Ceulangiek menegaskan, pembahasan Otsus 2027 tidak boleh terlepas dari landasan hukum UUPA. Dalam Pasal 183 UU Nomor 11 Tahun 2006, Dana Otonomi Khusus ditetapkan sebagai penerimaan Pemerintah Aceh untuk jangka waktu 20 tahun. Skemanya sebesar 2 persen dari pagu Dana Alokasi Umum nasional pada 2008–2022, kemudian turun menjadi 1 persen pada periode 2023–2027. Artinya, tahun anggaran 2027 masih berada dalam rentang penerimaan Otsus sebagaimana ditentukan undang-undang.
Ia menilai, posisi Aceh sebagai daerah dengan kekhususan tidak semata-mata menyangkut persoalan fiskal, tetapi merupakan bagian dari desain pemerintahan yang lahir dari proses perdamaian dan pengaturan khusus dalam kerangka Negara Kesatuan Republik Indonesia. Qanun Aceh yang mengatur penggunaan Dana Otsus juga menegaskan bahwa dana tersebut merupakan instrumen untuk membiayai pembangunan Aceh dan kabupaten/kota, sekaligus memperkecil ketimpangan antardaerah.
Secara teknis, mekanisme pengalokasian Otsus Aceh memang terkait langsung dengan pembahasan APBN. Dalam aturan Kementerian Keuangan, hasil penghitungan alokasi Dana Otonomi Khusus Aceh disampaikan dalam pembahasan Nota Keuangan dan Rancangan Undang-Undang APBN antara Pemerintah dan DPR RI. Karena itu, Ceulangiek meminta agar pembahasan APBN 2027 sejak awal memasukkan secara jelas alokasi Otsus Aceh agar tidak menimbulkan ketidakpastian fiskal bagi Pemerintah Aceh maupun kabupaten/kota.

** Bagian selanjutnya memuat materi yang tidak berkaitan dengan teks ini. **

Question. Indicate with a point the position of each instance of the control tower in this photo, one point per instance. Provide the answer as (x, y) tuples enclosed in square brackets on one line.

Ceulangiek juga mengingatkan bahwa selama ini Otsus menjadi salah satu sumber pembiayaan penting bagi Aceh, terutama untuk pendidikan, kesehatan, infrastruktur, pemberdayaan ekonomi, pengentasan kemiskinan, serta pembangunan kabupaten/kota. Kajian fiskal pemerintah sendiri mencatat Dana Otsus sejak 2008 merupakan salah satu sumber pembiayaan pembangunan terbesar bagi Aceh.
Menurutnya, langkah berikutnya tidak cukup hanya memastikan Otsus masuk APBN 2027, tetapi juga memperjuangkan keberlanjutan setelah 2027 melalui perubahan norma Pasal 183 UUPA. Pemerintah Aceh sebelumnya juga pernah mengusulkan agar penerimaan Otsus tidak dibatasi 20 tahun dan besarannya dikembalikan menjadi setara 2 persen pagu DAU nasional. “Kita berharap Pemerintah Pusat memahami bahwa Otsus bukan sekadar angka dalam APBN. Ini bagian dari kekhususan Aceh, instrumen pembangunan, dan amanah yang harus dijaga agar perdamaian, kesejahteraan, serta masa depan Aceh terus diperkuat,” tegas Ceulangiek.